So I learned a lesson about blogging in bed when I accidentally posted this picture in my sleep. Here’s the whole story about a day the could bring about that kind of tired.
Monday was a comedy/tragedy of errors. I set my mind to beginning a routine with the children. We were going to get up and out the door by 8 am first a walk, then to the playground, out for grocery shopping then back to the house for lunch, art project and muffin-making. Then the children would pass out from exhaustion around 1:30 pm and I would descend into mommy-bliss: housecleaning-Pinteresting-blogging-laundry-doing mommy-bliss.
The muffins, you see, were to be a reward for good behavior. What Princess didn’t know is I’d be using all natural ingredients chock full of nutrients. Bwaa ha ha ha!!!! (Evil laugh.)
Princess is not a good eater. As far as real “food” goes she eats cucumbers, fruit, grilled cheese, pizza, baked beans, chicken nuggets and occasionally mac and cheese or pasta and sauce. That is her entire diet, well except for all the sugary foods and chips she’s not allowed to eat because she eats so little real food as it is.
I’ve read all sorts of ways to get nutrients into toddlers. “Give them healthful dipping sauces,” as if Princess didn’t know mixing textures like that was a serious foul. “You can hide lots of things in mashed potatoes,” they’d stay hidden on Princess’s plate because she’s no longer eating mashed potatoes. “Change up the hamburgers they love,” as if we could venture into hamburger-world. “Smoothies are so delicious and they’ll love helping,” someone said. I might as well vacuum the house while trying to force feed her brussels sprouts – to her it’s the same; loud and disgusting.

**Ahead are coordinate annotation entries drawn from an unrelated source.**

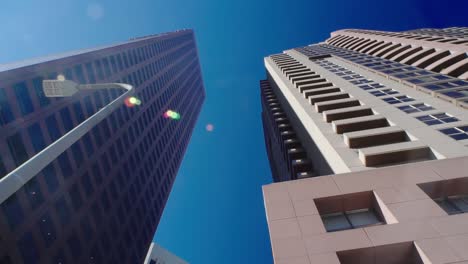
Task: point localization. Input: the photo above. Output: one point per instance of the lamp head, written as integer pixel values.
(59, 88)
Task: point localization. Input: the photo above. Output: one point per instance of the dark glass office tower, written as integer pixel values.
(101, 200)
(367, 138)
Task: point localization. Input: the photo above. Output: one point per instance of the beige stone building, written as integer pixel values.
(367, 137)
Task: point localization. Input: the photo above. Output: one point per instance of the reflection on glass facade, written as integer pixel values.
(101, 200)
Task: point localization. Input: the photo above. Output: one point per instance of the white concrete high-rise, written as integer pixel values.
(384, 115)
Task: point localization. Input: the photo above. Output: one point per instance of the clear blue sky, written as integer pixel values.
(215, 212)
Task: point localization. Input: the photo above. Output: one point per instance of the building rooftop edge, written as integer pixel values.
(51, 57)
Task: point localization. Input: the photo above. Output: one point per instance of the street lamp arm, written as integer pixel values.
(14, 180)
(125, 86)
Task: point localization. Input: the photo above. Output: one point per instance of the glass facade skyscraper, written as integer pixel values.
(367, 138)
(101, 200)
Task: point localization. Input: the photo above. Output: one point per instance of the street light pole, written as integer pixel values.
(14, 180)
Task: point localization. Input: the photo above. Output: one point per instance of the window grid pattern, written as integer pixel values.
(437, 119)
(457, 133)
(170, 81)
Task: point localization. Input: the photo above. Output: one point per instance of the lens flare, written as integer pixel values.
(132, 101)
(171, 114)
(209, 127)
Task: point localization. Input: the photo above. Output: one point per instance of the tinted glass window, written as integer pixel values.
(119, 62)
(87, 228)
(74, 245)
(89, 106)
(33, 193)
(97, 173)
(68, 74)
(65, 166)
(113, 64)
(90, 72)
(78, 112)
(23, 98)
(79, 74)
(97, 99)
(47, 229)
(60, 257)
(52, 127)
(6, 115)
(36, 136)
(50, 178)
(88, 145)
(63, 211)
(3, 170)
(107, 71)
(87, 184)
(37, 84)
(97, 136)
(17, 149)
(66, 119)
(77, 153)
(27, 248)
(75, 196)
(99, 70)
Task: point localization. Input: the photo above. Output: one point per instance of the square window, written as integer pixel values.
(450, 195)
(457, 133)
(349, 211)
(336, 222)
(404, 252)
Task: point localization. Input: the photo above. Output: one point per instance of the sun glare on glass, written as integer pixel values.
(171, 114)
(132, 101)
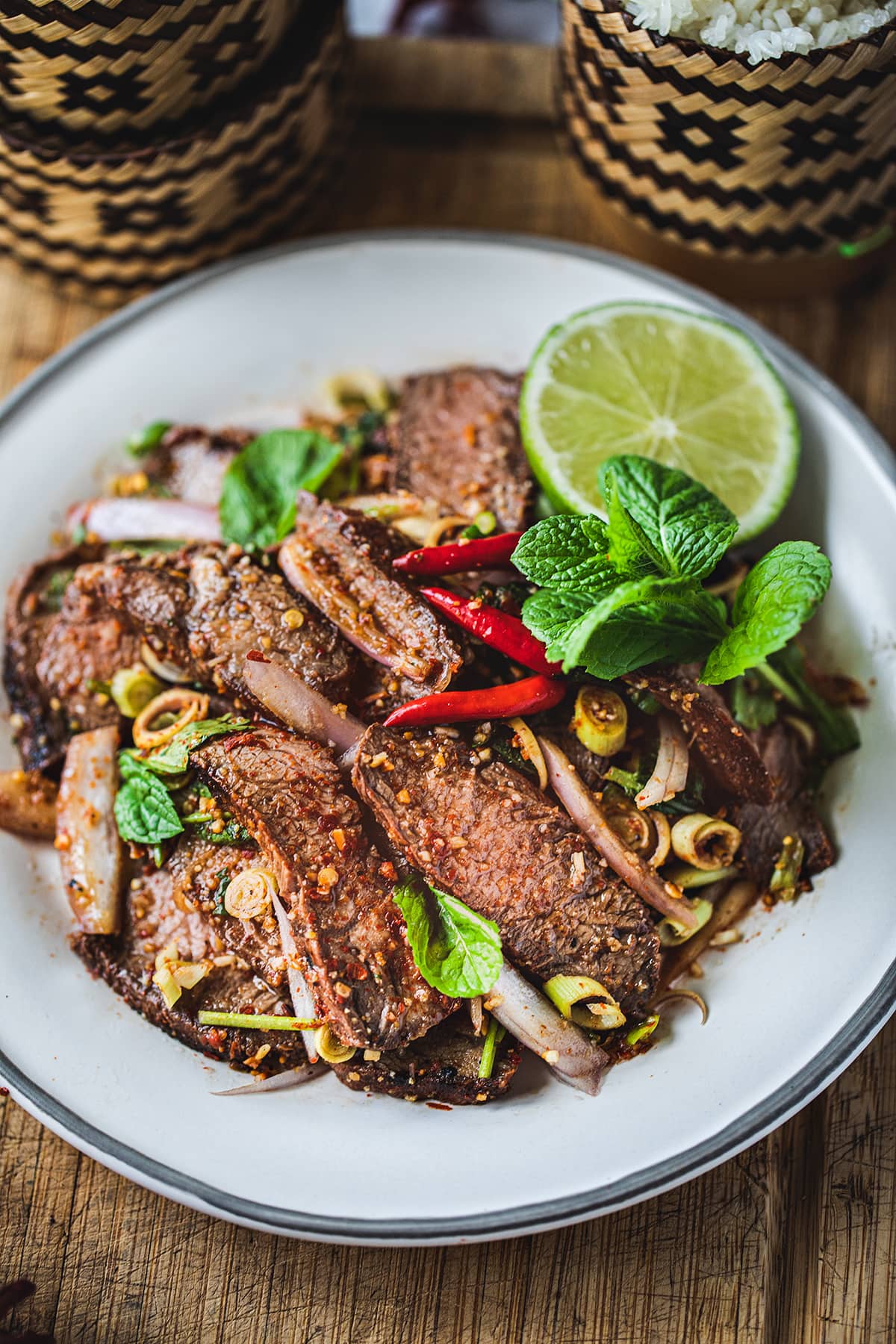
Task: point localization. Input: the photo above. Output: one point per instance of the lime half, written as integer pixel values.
(685, 390)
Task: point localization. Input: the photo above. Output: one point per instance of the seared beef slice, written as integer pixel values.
(52, 660)
(492, 838)
(334, 883)
(207, 608)
(341, 561)
(441, 1066)
(457, 441)
(153, 920)
(729, 753)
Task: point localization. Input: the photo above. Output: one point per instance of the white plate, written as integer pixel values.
(788, 1008)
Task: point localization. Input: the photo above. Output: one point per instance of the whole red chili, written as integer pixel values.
(494, 702)
(499, 629)
(485, 553)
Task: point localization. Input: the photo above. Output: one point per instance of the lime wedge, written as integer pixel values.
(660, 382)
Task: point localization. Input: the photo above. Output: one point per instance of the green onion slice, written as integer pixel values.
(672, 932)
(585, 1001)
(494, 1038)
(687, 877)
(255, 1021)
(644, 1030)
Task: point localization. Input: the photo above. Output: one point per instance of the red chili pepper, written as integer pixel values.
(494, 702)
(484, 553)
(499, 629)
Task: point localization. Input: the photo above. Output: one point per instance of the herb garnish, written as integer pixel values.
(621, 594)
(455, 951)
(144, 808)
(173, 757)
(258, 495)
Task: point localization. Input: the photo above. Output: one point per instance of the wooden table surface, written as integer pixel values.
(793, 1242)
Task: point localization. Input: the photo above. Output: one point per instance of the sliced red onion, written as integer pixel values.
(277, 1082)
(527, 1014)
(294, 703)
(588, 815)
(139, 519)
(90, 851)
(304, 1004)
(671, 772)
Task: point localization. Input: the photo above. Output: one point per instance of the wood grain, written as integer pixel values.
(793, 1242)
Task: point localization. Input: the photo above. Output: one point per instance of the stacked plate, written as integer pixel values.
(143, 140)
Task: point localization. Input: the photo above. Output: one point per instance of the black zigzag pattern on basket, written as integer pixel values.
(300, 191)
(865, 217)
(102, 16)
(691, 84)
(671, 127)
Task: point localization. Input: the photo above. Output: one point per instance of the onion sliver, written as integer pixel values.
(671, 772)
(139, 519)
(277, 1082)
(583, 808)
(87, 833)
(302, 999)
(529, 1015)
(294, 703)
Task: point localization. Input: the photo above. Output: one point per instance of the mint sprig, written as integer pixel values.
(617, 596)
(455, 951)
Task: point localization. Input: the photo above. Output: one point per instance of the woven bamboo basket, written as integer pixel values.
(104, 66)
(790, 161)
(107, 225)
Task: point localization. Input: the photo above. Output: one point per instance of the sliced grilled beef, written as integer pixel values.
(50, 662)
(191, 461)
(200, 871)
(489, 836)
(791, 812)
(729, 753)
(341, 561)
(444, 1066)
(289, 794)
(153, 921)
(457, 441)
(205, 609)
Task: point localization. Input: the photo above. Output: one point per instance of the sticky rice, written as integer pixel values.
(763, 31)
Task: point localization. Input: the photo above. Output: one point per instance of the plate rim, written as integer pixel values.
(649, 1182)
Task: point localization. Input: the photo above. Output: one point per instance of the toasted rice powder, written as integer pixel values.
(766, 31)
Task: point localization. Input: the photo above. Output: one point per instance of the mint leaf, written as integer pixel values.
(258, 495)
(566, 553)
(625, 594)
(550, 616)
(642, 635)
(455, 951)
(664, 519)
(144, 811)
(173, 757)
(836, 729)
(774, 601)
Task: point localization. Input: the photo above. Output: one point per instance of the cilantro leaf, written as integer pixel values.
(781, 591)
(566, 553)
(455, 951)
(173, 757)
(662, 517)
(258, 495)
(144, 809)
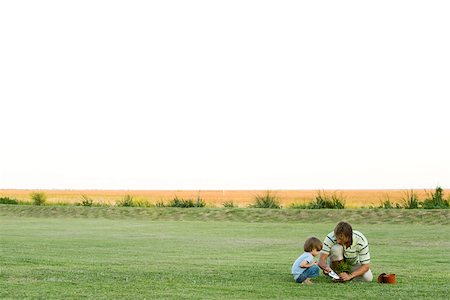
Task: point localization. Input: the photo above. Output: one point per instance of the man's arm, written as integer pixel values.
(358, 272)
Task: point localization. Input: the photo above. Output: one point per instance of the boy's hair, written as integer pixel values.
(343, 229)
(312, 243)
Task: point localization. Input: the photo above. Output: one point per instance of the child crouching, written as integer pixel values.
(304, 267)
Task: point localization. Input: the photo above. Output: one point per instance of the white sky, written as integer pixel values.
(224, 94)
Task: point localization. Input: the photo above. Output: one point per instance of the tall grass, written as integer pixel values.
(7, 200)
(127, 201)
(435, 200)
(410, 200)
(185, 203)
(38, 198)
(266, 200)
(324, 200)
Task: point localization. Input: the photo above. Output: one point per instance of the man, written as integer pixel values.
(350, 245)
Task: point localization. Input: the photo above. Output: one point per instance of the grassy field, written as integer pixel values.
(216, 198)
(133, 253)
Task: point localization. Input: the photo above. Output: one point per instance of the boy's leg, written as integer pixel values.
(336, 256)
(366, 277)
(309, 273)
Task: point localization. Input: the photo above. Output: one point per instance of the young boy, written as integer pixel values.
(304, 267)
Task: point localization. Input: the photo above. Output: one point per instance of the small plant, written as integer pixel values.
(86, 201)
(38, 198)
(436, 200)
(143, 203)
(323, 200)
(229, 204)
(267, 200)
(160, 204)
(7, 200)
(387, 203)
(410, 200)
(298, 205)
(127, 201)
(179, 202)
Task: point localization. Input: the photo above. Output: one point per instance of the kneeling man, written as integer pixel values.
(346, 244)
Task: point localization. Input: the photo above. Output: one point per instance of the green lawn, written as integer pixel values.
(51, 257)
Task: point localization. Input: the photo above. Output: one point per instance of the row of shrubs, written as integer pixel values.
(434, 200)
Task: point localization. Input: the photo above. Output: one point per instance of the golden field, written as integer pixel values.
(216, 198)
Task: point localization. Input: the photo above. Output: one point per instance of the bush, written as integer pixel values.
(86, 201)
(143, 203)
(38, 198)
(323, 200)
(160, 204)
(436, 200)
(229, 204)
(179, 202)
(267, 200)
(410, 200)
(7, 200)
(298, 205)
(127, 201)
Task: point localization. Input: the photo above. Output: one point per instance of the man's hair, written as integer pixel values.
(312, 243)
(343, 229)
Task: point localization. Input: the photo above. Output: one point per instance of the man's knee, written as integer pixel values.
(336, 253)
(366, 277)
(315, 270)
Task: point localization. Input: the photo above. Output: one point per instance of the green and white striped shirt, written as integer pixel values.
(358, 252)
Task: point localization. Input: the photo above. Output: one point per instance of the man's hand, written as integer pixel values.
(323, 263)
(345, 277)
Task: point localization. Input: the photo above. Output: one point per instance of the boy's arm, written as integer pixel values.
(323, 263)
(305, 264)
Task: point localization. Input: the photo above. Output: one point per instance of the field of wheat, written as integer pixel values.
(216, 198)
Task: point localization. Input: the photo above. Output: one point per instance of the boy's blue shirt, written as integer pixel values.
(296, 269)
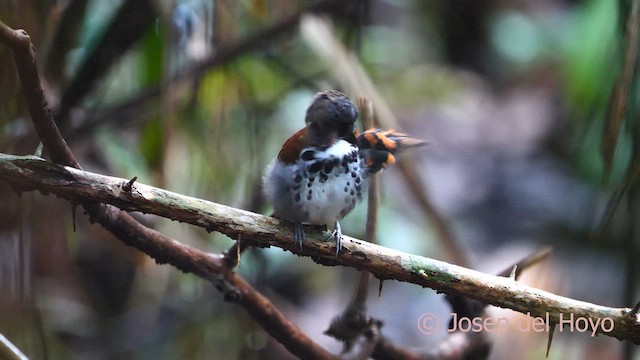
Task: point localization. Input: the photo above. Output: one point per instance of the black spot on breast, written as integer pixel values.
(314, 167)
(308, 155)
(329, 164)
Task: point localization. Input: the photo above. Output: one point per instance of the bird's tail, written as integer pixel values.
(380, 147)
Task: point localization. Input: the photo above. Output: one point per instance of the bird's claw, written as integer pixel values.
(337, 235)
(298, 234)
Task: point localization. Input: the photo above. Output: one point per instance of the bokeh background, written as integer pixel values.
(196, 97)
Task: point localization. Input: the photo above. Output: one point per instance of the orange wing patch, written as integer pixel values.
(380, 147)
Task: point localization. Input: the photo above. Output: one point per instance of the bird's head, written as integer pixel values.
(331, 116)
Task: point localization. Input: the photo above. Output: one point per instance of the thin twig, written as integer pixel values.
(526, 263)
(620, 91)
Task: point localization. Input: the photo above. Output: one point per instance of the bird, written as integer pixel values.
(321, 172)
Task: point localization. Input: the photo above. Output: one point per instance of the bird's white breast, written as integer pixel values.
(321, 187)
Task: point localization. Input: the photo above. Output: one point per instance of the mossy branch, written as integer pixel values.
(77, 186)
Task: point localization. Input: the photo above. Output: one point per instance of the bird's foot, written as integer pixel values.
(298, 234)
(337, 235)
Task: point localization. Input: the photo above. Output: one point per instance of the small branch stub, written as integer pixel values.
(129, 185)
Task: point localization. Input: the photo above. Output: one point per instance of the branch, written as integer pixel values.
(162, 248)
(78, 186)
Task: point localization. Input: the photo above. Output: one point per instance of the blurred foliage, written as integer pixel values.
(449, 69)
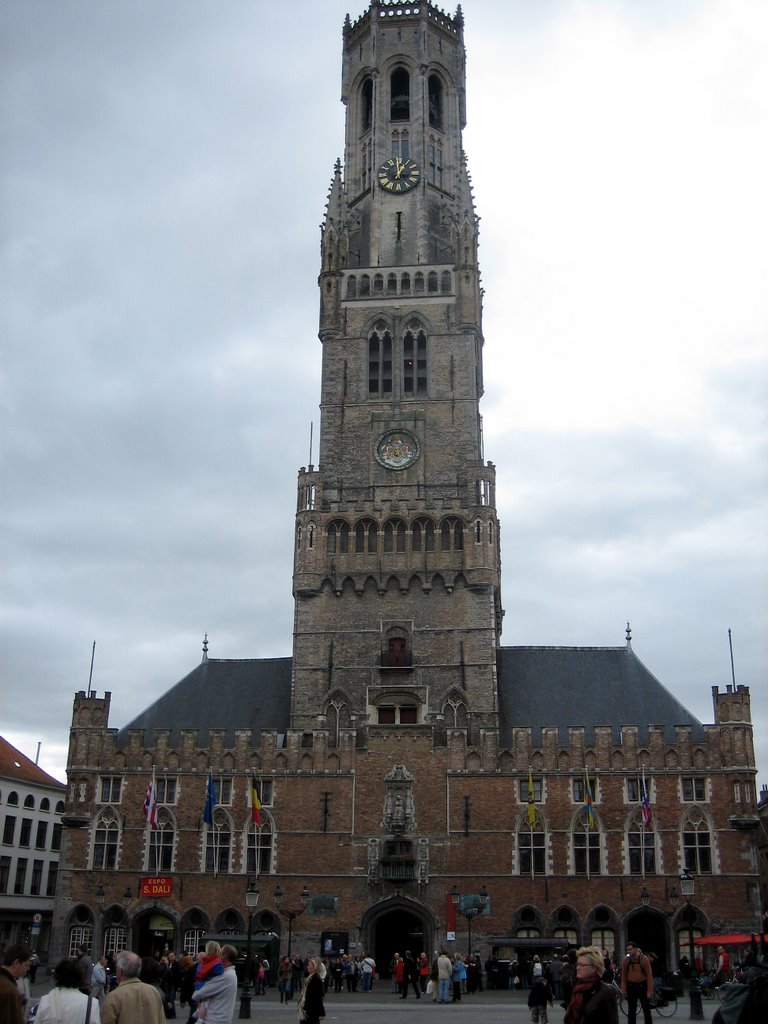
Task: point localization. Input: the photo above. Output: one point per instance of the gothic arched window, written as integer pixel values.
(531, 847)
(394, 536)
(434, 91)
(696, 842)
(161, 843)
(366, 537)
(105, 842)
(586, 846)
(641, 846)
(219, 844)
(260, 846)
(399, 95)
(415, 359)
(380, 360)
(367, 104)
(423, 536)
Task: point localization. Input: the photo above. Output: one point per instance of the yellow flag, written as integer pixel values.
(531, 801)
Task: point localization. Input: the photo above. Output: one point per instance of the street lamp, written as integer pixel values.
(688, 914)
(292, 914)
(252, 901)
(477, 906)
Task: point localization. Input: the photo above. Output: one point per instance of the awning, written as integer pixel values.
(736, 939)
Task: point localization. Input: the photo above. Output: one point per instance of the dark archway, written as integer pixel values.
(649, 931)
(395, 932)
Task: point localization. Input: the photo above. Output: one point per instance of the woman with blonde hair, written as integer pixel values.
(592, 1001)
(311, 1008)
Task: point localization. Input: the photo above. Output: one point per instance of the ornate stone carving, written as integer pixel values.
(399, 813)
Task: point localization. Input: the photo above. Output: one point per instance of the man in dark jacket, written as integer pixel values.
(15, 964)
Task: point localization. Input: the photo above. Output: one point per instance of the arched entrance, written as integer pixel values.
(649, 930)
(154, 933)
(393, 926)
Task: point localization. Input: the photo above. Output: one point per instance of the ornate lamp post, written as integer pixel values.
(688, 914)
(292, 914)
(469, 911)
(252, 901)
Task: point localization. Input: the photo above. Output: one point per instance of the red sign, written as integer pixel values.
(156, 887)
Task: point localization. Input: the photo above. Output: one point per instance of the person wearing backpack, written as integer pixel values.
(637, 983)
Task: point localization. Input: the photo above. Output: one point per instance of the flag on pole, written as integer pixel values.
(588, 801)
(645, 805)
(151, 803)
(255, 802)
(531, 801)
(210, 799)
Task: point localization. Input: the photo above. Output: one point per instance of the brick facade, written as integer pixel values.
(399, 767)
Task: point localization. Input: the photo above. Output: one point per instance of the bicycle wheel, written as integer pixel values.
(668, 1008)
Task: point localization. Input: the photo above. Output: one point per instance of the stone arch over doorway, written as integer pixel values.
(394, 925)
(650, 930)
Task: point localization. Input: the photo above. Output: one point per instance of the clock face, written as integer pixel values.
(396, 450)
(397, 175)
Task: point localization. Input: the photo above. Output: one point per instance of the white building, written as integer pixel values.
(31, 807)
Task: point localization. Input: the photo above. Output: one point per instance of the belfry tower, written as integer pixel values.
(396, 572)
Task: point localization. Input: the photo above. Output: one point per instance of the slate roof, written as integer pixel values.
(538, 686)
(584, 686)
(16, 767)
(249, 693)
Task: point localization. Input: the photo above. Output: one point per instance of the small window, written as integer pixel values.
(111, 788)
(166, 791)
(693, 788)
(523, 790)
(42, 835)
(399, 101)
(367, 105)
(25, 835)
(9, 828)
(434, 92)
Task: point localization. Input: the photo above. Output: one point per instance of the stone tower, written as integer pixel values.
(396, 571)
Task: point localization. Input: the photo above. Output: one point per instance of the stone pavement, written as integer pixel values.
(382, 1005)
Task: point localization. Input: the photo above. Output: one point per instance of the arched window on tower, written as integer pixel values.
(218, 844)
(380, 360)
(105, 842)
(422, 536)
(367, 104)
(394, 536)
(366, 537)
(259, 846)
(415, 359)
(586, 846)
(434, 90)
(160, 843)
(399, 95)
(696, 842)
(531, 847)
(641, 846)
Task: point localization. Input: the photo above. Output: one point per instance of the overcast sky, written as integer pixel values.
(165, 168)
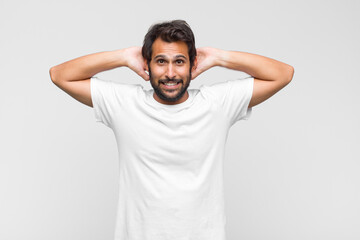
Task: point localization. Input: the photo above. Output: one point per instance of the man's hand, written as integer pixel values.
(269, 74)
(206, 59)
(135, 61)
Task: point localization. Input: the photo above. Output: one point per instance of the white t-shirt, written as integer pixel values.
(171, 157)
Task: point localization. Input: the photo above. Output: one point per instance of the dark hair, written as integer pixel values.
(170, 31)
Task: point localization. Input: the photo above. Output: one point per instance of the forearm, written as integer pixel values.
(87, 66)
(255, 65)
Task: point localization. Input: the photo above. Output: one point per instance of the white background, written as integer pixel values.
(292, 169)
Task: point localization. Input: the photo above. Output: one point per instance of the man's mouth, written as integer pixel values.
(170, 84)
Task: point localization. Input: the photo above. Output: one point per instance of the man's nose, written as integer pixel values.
(170, 73)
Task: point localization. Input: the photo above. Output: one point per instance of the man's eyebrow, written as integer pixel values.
(164, 56)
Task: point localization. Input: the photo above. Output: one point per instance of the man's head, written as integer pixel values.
(170, 53)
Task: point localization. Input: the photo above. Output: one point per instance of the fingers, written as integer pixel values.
(144, 75)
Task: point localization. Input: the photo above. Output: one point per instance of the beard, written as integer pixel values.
(162, 94)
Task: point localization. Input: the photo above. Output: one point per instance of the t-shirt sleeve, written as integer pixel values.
(102, 96)
(108, 98)
(234, 97)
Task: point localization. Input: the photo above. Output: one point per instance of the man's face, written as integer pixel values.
(169, 71)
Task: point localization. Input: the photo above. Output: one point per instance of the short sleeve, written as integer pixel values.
(103, 96)
(109, 98)
(234, 97)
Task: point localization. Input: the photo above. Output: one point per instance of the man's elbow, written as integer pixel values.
(289, 74)
(52, 73)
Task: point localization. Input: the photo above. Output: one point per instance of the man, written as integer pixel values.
(171, 139)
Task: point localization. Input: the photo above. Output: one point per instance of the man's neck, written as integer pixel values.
(181, 100)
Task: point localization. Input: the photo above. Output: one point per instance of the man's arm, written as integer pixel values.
(73, 76)
(269, 75)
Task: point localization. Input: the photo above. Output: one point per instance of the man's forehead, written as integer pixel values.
(169, 49)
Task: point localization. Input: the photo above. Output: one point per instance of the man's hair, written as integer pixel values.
(170, 31)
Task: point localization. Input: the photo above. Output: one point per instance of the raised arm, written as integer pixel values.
(73, 76)
(269, 75)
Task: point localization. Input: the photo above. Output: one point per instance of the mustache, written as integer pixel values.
(170, 80)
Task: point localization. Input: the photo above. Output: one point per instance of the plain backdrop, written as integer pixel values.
(291, 170)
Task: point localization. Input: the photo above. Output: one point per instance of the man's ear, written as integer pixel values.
(146, 65)
(194, 65)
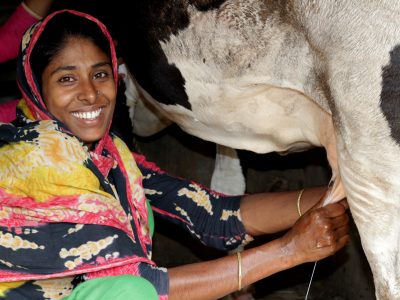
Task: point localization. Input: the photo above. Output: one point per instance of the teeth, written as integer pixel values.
(90, 115)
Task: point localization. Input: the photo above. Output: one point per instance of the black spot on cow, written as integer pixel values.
(390, 94)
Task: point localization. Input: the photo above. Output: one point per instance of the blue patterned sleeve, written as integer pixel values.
(211, 217)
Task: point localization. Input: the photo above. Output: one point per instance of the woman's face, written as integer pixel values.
(79, 90)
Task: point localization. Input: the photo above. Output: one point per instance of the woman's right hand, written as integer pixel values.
(319, 233)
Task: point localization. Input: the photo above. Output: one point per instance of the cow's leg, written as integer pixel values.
(227, 176)
(369, 165)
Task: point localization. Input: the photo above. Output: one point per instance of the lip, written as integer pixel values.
(88, 115)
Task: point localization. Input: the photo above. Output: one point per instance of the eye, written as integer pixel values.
(66, 79)
(101, 75)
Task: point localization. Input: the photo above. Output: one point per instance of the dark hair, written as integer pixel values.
(56, 34)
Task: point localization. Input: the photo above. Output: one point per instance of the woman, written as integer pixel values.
(74, 213)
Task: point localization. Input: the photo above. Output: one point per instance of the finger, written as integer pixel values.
(340, 221)
(334, 210)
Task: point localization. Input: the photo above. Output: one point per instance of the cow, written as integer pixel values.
(284, 76)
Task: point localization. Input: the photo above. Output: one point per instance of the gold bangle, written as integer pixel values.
(239, 271)
(298, 202)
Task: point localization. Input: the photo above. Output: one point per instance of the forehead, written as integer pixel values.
(78, 50)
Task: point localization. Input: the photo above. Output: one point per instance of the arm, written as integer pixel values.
(280, 209)
(320, 233)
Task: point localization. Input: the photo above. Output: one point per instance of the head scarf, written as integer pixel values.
(66, 210)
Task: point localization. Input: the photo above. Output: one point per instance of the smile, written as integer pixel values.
(89, 115)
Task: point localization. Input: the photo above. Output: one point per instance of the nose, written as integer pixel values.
(88, 92)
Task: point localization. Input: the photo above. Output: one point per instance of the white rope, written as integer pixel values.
(309, 284)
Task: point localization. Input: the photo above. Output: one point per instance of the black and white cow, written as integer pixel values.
(280, 75)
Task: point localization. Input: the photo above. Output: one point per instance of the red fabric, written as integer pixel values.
(7, 111)
(12, 31)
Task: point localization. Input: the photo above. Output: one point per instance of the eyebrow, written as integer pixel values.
(69, 68)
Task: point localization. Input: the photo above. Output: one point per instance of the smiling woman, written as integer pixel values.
(75, 73)
(75, 219)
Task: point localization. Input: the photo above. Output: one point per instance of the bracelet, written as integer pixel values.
(298, 202)
(239, 271)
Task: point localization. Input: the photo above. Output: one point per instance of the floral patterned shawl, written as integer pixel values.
(65, 210)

Then, someone said muffins. Hmmmm. My mom got me the muffin-maker for my birthday. This was a solid plan. Here’s the recipe I would use for easy carrot apple muffins. When I told Princess we’d be making muffins, she was psyched.
“Blueberry muffins, mom?” she asked; I’m certain she was thinking of a giant Dunkin Donuts variety dad had recently spoiled her with.
“No, yummy CARROT muffins!” I told her.
“I don’t want carrot muffins,” she told me, clearly wary.
“Okay, sunshine muffins it is,” I said, impressed with my quick thinking.
“Sunshine muffins?! Yay! Hip hip hooray!” she exclaimed.
I was up and showered by seven. Princess woke up at 8. Buster slept until 9. This is certainly a good thing most times. I didn’t look at it as a setback, I plowed forward. The day disintegrated quickly. There was a potty accident, a too-long trip to the grocery store, haze of other typical problems, no art project and certainly no muffin-making. By 3:30 pm, nap time had still not started and I was standing over Princess shouting “shut your eyes!” while holding her crying baby brother. Good times.
Of course, I was not able to let my muffin-plan go. So, after the toddler had redeemed herself slightly with a quiet dinner of cereal, cucumbers and strawberries, I let her put on her apron to help me with muffins. As you can see by the picture, I didn’t even handle the carrot-grating process properly. I have at least 3 different devices in my cabinets that would have handled the grating neatly and efficiently for me. I also have a bigger bowl. I thought it would be easiest to go with the grater and bowl that were already on the counter. We can just add that on to the other delusions of the day. Anyway, the muffins were made and loaded into the muffin-maker. She couldn’t wait for them to be ready.
Finally, they were cooked and cool enough to eat. And they were good. Moist, just sweet enough, delicious. “Finally, here comes my win for the day,” I thought as I handed her one.
She bit into it and said “Yum!”
She took into the other room to show Daddy. As she continued to eat, I heard her say, “wait, there is something in there.”
She came back in to the kitchen to tell me next. “Yes, there is something in there, it’s sunshine, I told her.”
“Sunshine, yea. I can’t like sunshine,” she told me. “It bothers my teeth – see mommy?” She opened her mouth and pointed to her teeth. “Sunshine bothers my toothies.”
Of course it does. I should have known.